How I see things evolving over time is, senior developers will start to code less and less and the role for junior developers will not only be to code but to review conversations. As we add new features and fix bugs, we will start to link to conversations that Junior developers can learn from. The Dooms day scenario is obviously, with enough conversations, we may reach the point where AI can solve most problems one shot.

Full Disclosure: This is my tool

ghuntley 7 days ago

> For this to work, senior developers will need to come to terms that their value is not in writing code, but solving problems.

This is the key reason behind authoring https://ghuntley.com/ngmi - developers that come to terms with the new norm will flourish yet the developers who don't will struggle in corporate...

arrosenberg 7 days ago

Seems more likely that Orange would just be producing 16x the mediocre C-tier work they were doing before. This scenario assumes that the problem from the lower-tier programmers is their volume of work, but if you aren't able to properly understand the problems or solutions in the first place, LLMs are not going to fix it for you.

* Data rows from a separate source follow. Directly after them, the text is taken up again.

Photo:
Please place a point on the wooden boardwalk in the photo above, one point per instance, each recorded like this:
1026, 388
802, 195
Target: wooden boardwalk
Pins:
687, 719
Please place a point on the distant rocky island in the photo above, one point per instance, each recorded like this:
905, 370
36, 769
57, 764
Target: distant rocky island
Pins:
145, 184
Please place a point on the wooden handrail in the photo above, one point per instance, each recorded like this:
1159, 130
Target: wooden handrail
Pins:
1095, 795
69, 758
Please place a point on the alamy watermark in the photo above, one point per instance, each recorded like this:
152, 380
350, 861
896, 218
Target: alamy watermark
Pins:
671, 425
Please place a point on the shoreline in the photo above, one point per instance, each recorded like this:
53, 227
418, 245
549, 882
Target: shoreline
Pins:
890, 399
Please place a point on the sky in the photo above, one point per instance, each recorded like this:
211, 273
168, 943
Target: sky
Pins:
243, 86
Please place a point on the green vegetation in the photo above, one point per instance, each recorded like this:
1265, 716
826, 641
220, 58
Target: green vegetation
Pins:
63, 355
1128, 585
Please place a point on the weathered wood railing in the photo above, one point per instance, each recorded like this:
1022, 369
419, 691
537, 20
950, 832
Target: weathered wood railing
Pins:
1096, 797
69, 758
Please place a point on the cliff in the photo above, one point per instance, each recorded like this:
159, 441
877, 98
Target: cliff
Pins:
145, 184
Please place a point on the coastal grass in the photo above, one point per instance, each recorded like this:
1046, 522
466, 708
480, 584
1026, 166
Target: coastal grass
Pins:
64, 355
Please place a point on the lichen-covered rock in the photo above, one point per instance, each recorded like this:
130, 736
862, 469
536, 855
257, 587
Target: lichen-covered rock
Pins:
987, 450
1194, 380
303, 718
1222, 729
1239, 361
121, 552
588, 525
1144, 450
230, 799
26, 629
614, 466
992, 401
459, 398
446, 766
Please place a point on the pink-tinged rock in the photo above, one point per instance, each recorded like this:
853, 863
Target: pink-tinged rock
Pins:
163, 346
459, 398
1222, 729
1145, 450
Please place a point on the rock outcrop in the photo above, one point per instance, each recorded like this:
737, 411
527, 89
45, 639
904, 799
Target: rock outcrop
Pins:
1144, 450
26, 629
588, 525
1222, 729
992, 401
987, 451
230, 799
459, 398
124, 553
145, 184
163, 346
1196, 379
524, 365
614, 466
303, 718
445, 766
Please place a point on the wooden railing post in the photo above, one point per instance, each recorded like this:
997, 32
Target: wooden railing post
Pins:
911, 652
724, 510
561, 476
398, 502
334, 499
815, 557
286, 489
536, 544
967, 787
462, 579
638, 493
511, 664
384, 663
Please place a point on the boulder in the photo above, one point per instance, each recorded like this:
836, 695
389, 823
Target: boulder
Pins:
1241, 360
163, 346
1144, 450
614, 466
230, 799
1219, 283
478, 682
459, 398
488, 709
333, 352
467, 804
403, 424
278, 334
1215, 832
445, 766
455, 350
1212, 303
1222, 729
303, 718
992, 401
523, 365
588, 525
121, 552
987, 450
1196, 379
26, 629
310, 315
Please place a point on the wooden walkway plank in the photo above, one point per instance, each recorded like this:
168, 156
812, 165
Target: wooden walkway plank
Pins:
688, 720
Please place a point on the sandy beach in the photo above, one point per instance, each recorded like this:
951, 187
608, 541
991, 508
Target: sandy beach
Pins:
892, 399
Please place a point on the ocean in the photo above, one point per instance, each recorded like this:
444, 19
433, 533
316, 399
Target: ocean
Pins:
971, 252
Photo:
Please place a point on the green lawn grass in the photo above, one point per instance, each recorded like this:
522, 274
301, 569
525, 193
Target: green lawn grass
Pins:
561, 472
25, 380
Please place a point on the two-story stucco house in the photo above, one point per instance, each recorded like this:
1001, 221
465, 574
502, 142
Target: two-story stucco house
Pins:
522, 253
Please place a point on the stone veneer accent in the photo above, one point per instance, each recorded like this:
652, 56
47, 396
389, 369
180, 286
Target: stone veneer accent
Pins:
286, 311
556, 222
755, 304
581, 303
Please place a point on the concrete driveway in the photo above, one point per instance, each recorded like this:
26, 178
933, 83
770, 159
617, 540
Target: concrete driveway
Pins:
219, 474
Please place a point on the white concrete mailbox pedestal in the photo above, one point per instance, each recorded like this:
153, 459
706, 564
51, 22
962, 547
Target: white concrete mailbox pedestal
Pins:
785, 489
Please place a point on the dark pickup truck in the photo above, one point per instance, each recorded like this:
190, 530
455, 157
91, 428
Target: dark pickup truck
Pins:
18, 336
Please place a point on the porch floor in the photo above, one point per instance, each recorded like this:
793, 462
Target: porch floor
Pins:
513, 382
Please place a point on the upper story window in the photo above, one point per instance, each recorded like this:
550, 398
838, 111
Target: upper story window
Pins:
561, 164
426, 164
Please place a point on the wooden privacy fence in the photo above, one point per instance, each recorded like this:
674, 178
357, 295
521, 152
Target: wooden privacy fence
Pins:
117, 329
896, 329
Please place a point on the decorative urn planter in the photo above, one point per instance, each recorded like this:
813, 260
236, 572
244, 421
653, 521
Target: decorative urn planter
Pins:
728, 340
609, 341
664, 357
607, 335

Chances are Grape and Apple will eventually adopt LLMs because they need to in order to fix the mistakes Orange is now producing at scale.

sdesol 7 days ago

Nice write up. I don't necessary think it is "if you adopt it, you will flourish" as much as, if you have this type of "personality you will easily become 10x, if you have this type of personality you will become 2x and if you have this type, you will become .5x".

I'm obviously biased, but I believe developers with a technical entrepreneur mindset, will see the most benefit. This paradigm shift requires the ability to properly articulate your thoughts and be able to create problem statements for every action. And honestly, not everybody can do this.

Obviously, a lot depends on the problems being solved and how well trained the LLM is in that person's domain. I had Claude and a bunch of other models write my GitSense Chat Bridge code which makes it possible to bring Git's history into my chat app and it is slow as hell. It works most of the time, but it was obvious that the design pattern was based on simple CRUD apps. And this is where LLMs will literally slow you down and I know this because I already solved this problem. The LLM generated chat bridge code will be free and open sourced but I will charge for my optimized indexing engine.